Six Going on Seven, Chapter 4 ~ Six Going on Seven, part 2

Liseli scrubbed the bathroom within an inch of its life, that morning.  She used all the tools and cleaners at her disposal, even attacking grout with the mini scrub brush.  It felt good to hack and slash away at the gunk in the bathroom; scrubbing was good for the temper.  She’d like to use those heavy duty bristles on Russ.

He’d sat at the table just like Muttface hiding in a corner after trudging mud in on the carpeting.  Him being insensitive enough to know when he was being bad but doing it anyway made her more angry than when he was just totally clueless.  But she had kept herself together.  Yelling at him just made him angry and defiant and out the door.  Liseli shook her head as she mopped the floor with gusto.  Russ understood one language; sex.  Well fine.  She could speak that language.

One day, when you’re old and ugly and the children are gone, nothing will keep him around . . . .

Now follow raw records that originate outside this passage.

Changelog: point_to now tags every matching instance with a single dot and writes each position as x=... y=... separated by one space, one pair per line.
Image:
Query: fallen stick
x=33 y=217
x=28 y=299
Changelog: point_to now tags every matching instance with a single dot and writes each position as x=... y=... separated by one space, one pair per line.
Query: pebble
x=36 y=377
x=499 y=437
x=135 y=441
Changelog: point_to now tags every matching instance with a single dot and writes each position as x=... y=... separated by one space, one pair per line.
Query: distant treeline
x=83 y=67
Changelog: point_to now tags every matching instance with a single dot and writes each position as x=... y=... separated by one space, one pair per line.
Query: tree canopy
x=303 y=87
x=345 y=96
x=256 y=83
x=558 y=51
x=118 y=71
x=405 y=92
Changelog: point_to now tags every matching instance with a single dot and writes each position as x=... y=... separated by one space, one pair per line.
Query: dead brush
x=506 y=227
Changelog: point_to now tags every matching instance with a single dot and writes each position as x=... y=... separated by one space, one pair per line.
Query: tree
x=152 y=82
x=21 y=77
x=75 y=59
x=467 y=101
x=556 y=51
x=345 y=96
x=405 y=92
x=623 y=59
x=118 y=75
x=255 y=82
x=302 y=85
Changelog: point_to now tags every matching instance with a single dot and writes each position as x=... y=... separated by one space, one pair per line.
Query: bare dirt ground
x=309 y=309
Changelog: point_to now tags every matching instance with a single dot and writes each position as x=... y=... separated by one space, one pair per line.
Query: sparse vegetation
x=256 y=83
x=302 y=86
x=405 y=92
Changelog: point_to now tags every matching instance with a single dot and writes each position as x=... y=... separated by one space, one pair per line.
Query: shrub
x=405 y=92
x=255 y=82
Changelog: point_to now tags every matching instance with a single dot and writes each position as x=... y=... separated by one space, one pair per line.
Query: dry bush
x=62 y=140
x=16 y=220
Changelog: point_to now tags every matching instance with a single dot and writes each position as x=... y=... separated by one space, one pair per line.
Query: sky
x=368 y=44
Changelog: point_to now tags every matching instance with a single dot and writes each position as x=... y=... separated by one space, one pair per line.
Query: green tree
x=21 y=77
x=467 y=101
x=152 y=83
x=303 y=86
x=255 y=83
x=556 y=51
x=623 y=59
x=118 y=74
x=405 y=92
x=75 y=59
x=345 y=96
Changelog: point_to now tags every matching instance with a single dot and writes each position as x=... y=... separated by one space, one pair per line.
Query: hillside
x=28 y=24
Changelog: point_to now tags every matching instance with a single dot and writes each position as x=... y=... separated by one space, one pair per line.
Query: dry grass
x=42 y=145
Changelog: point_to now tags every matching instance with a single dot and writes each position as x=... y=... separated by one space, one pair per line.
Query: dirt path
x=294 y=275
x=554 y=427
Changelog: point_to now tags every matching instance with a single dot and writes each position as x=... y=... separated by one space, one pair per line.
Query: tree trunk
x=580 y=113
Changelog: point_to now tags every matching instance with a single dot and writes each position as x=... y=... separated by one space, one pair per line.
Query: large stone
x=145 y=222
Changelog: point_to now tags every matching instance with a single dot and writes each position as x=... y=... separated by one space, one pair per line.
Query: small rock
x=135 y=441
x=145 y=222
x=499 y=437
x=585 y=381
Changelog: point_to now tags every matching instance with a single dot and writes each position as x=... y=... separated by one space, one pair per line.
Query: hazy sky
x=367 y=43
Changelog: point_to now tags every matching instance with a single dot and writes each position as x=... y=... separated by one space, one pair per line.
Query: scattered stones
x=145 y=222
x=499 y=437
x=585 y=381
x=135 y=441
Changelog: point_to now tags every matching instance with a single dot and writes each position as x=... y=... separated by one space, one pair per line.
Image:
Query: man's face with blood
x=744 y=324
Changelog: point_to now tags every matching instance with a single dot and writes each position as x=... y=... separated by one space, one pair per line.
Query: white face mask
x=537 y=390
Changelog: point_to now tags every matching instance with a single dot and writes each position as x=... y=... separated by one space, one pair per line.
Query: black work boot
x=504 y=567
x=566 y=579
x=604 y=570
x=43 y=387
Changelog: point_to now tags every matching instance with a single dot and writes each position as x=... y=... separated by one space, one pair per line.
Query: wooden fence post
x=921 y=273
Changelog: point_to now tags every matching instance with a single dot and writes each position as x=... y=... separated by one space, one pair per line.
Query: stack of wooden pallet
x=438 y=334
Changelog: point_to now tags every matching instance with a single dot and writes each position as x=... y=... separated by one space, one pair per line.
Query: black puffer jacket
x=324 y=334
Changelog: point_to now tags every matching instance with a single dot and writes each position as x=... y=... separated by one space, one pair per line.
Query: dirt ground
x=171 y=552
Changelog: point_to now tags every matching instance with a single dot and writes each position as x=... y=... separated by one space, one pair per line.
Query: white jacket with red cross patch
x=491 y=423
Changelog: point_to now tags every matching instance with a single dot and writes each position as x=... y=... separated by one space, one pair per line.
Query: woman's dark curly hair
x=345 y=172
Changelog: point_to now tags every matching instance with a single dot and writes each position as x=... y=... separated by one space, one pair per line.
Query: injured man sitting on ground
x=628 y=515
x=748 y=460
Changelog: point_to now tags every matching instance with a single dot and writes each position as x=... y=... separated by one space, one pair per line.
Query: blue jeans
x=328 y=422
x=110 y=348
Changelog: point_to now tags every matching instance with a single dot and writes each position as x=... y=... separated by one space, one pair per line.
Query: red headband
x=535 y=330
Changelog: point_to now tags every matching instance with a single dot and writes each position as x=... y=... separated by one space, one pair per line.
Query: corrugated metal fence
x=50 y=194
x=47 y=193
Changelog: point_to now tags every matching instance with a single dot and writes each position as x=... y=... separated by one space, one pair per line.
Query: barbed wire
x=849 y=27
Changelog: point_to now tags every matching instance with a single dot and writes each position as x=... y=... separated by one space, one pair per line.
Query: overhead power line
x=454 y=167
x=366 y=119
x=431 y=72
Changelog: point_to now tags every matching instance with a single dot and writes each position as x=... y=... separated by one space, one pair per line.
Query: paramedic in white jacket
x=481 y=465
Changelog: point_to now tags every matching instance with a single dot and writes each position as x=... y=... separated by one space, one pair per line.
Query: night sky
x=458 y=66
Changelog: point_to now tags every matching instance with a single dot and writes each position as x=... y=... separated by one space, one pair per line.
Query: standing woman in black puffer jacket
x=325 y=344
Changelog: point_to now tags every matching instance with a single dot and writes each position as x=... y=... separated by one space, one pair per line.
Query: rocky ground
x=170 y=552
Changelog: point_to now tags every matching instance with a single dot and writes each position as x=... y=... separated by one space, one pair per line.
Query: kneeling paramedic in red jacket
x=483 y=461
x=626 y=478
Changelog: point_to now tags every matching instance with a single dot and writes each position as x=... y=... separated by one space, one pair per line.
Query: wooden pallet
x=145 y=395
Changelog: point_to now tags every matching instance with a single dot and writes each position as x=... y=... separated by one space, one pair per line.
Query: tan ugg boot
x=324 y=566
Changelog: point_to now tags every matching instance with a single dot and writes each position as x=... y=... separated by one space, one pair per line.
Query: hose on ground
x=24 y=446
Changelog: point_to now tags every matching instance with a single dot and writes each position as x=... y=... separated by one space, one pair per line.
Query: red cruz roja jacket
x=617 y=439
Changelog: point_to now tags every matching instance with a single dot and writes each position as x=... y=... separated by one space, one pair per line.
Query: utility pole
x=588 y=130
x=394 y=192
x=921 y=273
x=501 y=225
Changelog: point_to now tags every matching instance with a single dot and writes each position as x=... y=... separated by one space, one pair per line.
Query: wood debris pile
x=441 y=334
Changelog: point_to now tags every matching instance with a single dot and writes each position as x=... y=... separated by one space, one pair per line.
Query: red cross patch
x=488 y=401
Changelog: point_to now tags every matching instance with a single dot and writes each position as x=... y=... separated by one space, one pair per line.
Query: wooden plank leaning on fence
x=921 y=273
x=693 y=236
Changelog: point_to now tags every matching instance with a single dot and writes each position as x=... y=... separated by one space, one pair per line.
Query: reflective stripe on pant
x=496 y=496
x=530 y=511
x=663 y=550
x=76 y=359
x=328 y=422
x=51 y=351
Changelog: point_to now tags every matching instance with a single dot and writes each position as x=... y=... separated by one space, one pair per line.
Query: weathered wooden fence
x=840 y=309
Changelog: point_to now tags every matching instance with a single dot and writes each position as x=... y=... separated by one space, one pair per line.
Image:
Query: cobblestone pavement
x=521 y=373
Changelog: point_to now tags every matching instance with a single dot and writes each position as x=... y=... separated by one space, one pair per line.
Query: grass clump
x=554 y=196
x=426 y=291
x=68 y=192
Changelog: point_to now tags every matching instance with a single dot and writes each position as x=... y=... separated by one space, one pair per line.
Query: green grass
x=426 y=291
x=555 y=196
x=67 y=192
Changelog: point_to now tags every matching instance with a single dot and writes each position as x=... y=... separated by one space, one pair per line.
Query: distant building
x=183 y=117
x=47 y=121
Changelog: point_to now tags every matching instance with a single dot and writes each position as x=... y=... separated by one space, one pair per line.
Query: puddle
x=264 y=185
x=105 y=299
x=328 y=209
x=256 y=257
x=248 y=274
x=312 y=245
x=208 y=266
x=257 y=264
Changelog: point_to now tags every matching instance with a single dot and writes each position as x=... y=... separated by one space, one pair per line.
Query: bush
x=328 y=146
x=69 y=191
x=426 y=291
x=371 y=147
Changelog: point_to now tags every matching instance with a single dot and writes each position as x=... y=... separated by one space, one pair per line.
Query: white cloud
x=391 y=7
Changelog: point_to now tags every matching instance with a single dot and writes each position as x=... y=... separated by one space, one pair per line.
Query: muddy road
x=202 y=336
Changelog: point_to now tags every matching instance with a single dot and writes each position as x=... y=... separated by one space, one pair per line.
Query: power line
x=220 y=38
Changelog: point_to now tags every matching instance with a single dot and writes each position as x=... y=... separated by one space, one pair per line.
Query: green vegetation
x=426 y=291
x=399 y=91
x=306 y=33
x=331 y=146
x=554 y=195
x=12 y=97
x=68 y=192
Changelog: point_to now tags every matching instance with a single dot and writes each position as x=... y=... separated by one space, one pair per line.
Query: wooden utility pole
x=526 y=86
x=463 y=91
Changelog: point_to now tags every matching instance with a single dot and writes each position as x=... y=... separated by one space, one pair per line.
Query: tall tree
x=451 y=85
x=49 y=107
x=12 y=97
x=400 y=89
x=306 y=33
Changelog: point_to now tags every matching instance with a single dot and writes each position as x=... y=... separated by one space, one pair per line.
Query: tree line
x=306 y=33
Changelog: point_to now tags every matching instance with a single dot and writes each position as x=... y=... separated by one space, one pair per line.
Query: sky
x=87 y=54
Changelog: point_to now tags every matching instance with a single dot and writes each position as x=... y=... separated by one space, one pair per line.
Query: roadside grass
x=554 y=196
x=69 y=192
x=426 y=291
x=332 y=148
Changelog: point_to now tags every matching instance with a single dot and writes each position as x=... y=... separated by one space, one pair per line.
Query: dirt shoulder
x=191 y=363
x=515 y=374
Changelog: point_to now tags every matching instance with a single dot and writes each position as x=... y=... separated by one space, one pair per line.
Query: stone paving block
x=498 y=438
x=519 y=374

“Shut up,” she muttered, splashing the mop into the bucket.  She blew hair out of her face and looked into the mirror.  At thirty she hadn’t changed much from when he’d first started drooling after her back at the Burger House.  She’d put on a little weight, but was remarkably lucky for a mother of three.  Russ had even assured her that he liked her better with a little more padding on the bones.  She’d have brushed that off as him trying to earn brownie points, but he was the one who was always telling her to eat more.  Fattening her up for groping.  Tch.

But just wait.  You’re still only thirty, give it a few more years.  When you start to sag and wrinkle and your hair becomes gray and brittle he won’t be coming back for more.  And in about twenty years the kids will be moving away, and he’ll be bored out of mind and want to gag every time he looks at you . . . .

“Stop it!”  She swung the mop up and struck the mirror, splashing herself, the walls, and the sinktop with gray soapy water.  She cringed, ducking away, then shook her head in disgust as she lowered the mop back to the floor.  In twenty years Russ won’t look so hot, either, she reminded herself.  We’ll just get old and saggy together.

Sure you will.  Together.

“He can’t leave me,” she muttered to the soap suds in the bucket.  “I won’t let him.”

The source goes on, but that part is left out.